Letra y letrina // Manuel Ignacio Moyano

Machine Sex Action. Pornografía juvenil. Miserables que flotan en las calles maquilladas por luces baratas de una ciudad. No elijas la vida. No elijas un trabajo. No elijas una carrera. No elijas una familia. No elijas un televisor grande donde cagarte. No elijas lavadoras, autos, equipos de música y abrelatas eléctricos. No elijas la salud, el colesterol bajo y seguros dentales. No elijas pagar hipotecas a interés fijo. No elijas una casa. No elijas a tus amigos. No elijas ropa deportiva y valijas de fuego. No elijas pagar a plazos un traje de marca en una amplia gama de putos tejidos. No elijas bricolaje y ni si te ocurra preguntarte quién carajo sos los domingos por la mañana. No elijas una película de la adolescencia. Elegí la nada, el sexo, la muerte. Elegí comer basura. Elegí ser un viejo de mierda que se caga y mea encima en un asilo perdido, donde ningún familiar te visita porque nunca los tuviste. Tarde o temprano te van a reemplazar: esa es la falsa familia. No elijas tu futuro. No elijas Trainspotting. No elijas a Danny Boyle. Elegí la pornografía. Elegí la muerte, la nada, el sexo: la vida es una elegía psicotrópica… Yo la elegí y también elegí otra cosa. ¿Y las razones? No hay razones. ¿Quién necesita razones cuando tenés ACRODOXA? No elijas restos de historias que se cruzan en la vida de un tal Mick Juárez mientras corre. No elijas esto, porque acá comienza la máquina idiota de relatar.

            El sexo era poco.

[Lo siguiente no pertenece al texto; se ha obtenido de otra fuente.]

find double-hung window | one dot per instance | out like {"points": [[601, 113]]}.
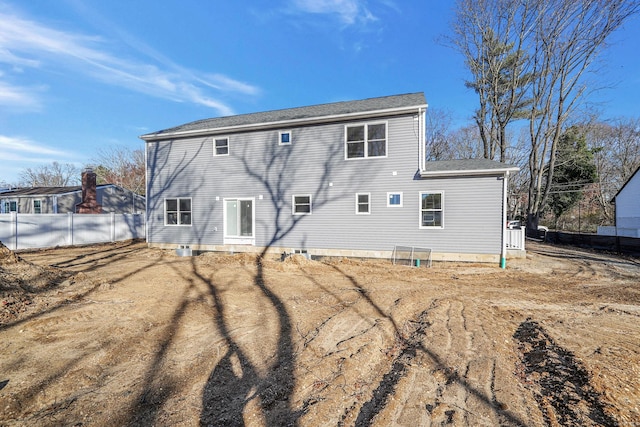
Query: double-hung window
{"points": [[301, 205], [221, 146], [394, 200], [363, 205], [284, 137], [9, 206], [431, 209], [177, 211], [367, 140]]}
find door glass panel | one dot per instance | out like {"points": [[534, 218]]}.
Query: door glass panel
{"points": [[232, 218], [246, 217]]}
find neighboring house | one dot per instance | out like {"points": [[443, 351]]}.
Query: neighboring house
{"points": [[41, 200], [627, 202], [339, 179]]}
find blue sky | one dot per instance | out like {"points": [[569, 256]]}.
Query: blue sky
{"points": [[80, 75]]}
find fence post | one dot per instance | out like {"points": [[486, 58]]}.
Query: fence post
{"points": [[69, 228], [14, 230]]}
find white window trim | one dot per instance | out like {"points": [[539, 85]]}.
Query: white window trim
{"points": [[164, 206], [389, 194], [366, 140], [213, 142], [442, 209], [280, 137], [368, 204], [293, 204], [7, 205]]}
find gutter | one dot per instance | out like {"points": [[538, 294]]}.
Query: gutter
{"points": [[257, 126]]}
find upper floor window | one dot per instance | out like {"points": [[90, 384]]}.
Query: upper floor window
{"points": [[363, 206], [177, 211], [220, 146], [9, 206], [368, 140], [431, 209], [284, 138], [394, 199], [302, 205]]}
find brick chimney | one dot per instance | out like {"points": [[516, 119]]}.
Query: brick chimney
{"points": [[89, 194]]}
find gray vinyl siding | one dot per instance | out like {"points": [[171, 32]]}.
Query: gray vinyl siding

Las drogas, muchas (esas raras drogas nuevas). Una música nacida del infierno y el Monstruo tecleaban los nombres de la realidad. Soledad dura, un cuerpo en el piso, un monoambiente en Txilon (ciudad fantasma) y el hastío que todo lo corroía. Mick había sido electricista y después se dedicó a la industria del porno. Mick era la estrella y desde el centro de su mundo se irradiaban las luces con las cuales se comercializaba la industria en la cumbre de su apogeo.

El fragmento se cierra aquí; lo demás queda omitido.